The research team also found that the microbial communities of the straws that degraded were unique to each straw material. However, the microbial communities on both non-degrading straws were the same despite having vastly different chemical structures. This provided further evidence that the native microbes were degrading the biodegradable straws, whereas the non-biodegradable straws likely persist in the ocean.
“Our understanding of the impacts of plastic pollution on ocean health are really uncertain, and a lot of this boils down to not know the long-term fates of these materials,” Ward said.
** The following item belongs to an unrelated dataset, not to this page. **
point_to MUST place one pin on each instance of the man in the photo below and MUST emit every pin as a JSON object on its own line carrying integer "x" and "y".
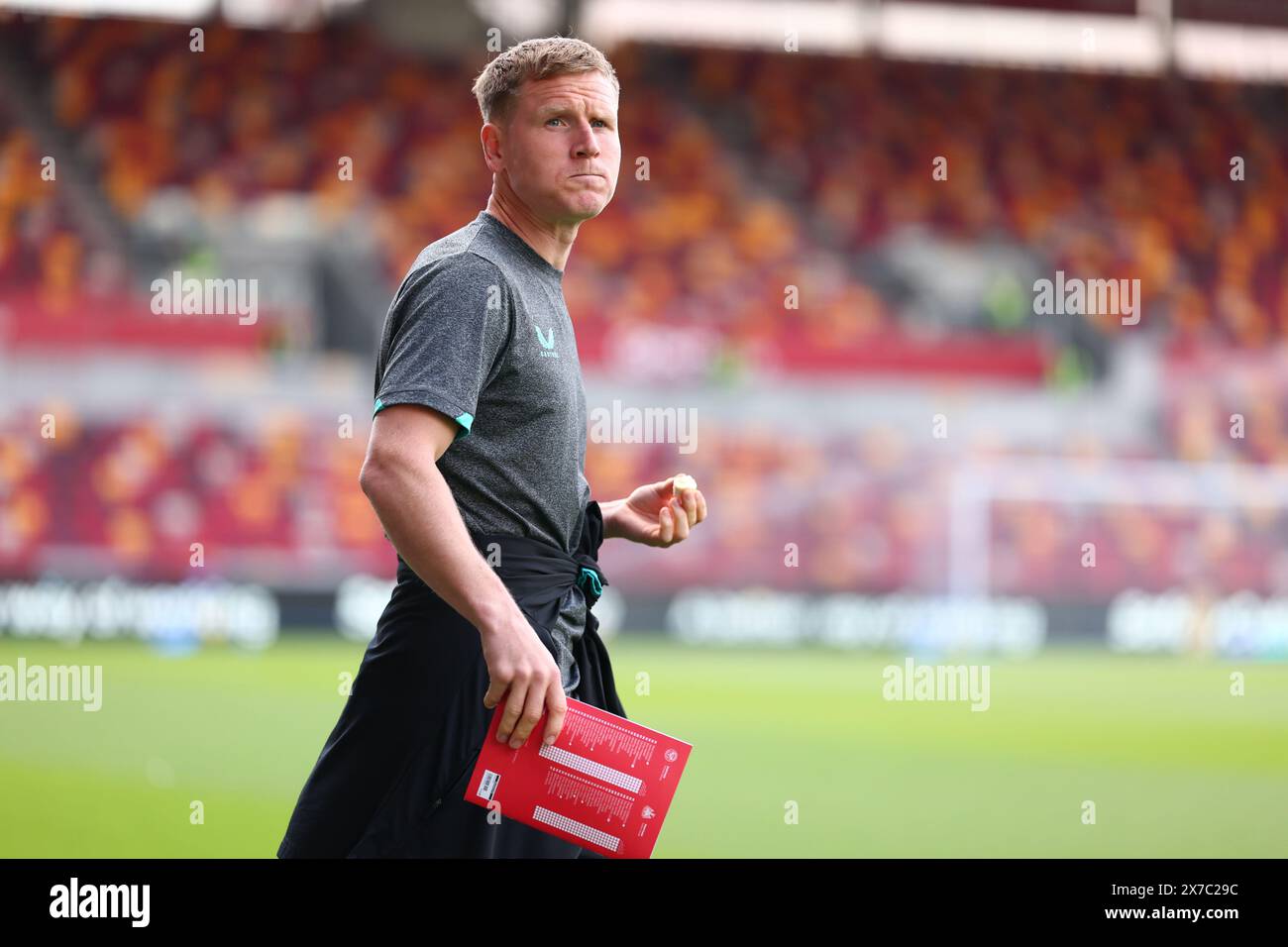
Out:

He and the rest of the research team plan to continue measuring the degradability of plastic materials, with the hope of guiding where the industry goes next.
“There are a lot of advantages of partnering with material manufacturers, including access to analytical facilities, and knowledge about and access to their materials that you don’t get if you work in your own silo,” Ward said. “We’re trying to optimize their products for degradation in the environment and ultimately the good of the planet.”
- Not all plastics are created the same, and some last longer in the ocean than others. WHOI scientists have been working for years to quantify the environmental lifetimes of a wide range of plastic goods to see which have the shortest and longest lifespans in the ocean. To determine what plastics persist in the ocean, the team tests different products in large tanks that recreate the natural ocean environment. They focused on drinking straws first, as they are one of the most prevalent forms of plastic waste found in beach cleanups.
- The authors found that straws made from cellulose diacetate (CDA), polyhydroxyalkanoates (PHA), and paper degraded by up to 50% in 16 weeks. They all had unique microbial communities that helped break down the material.
- A prototype straw from Eastman, made of foamed CDA, degraded more quickly than the solid, meaning that altering the surface area of the straw can speed up the degradation process.
- Science supports a shift away from persistent plastics — making it even more important to ensure new materials break down if they leak into the environment and don’t further pollute the ocean.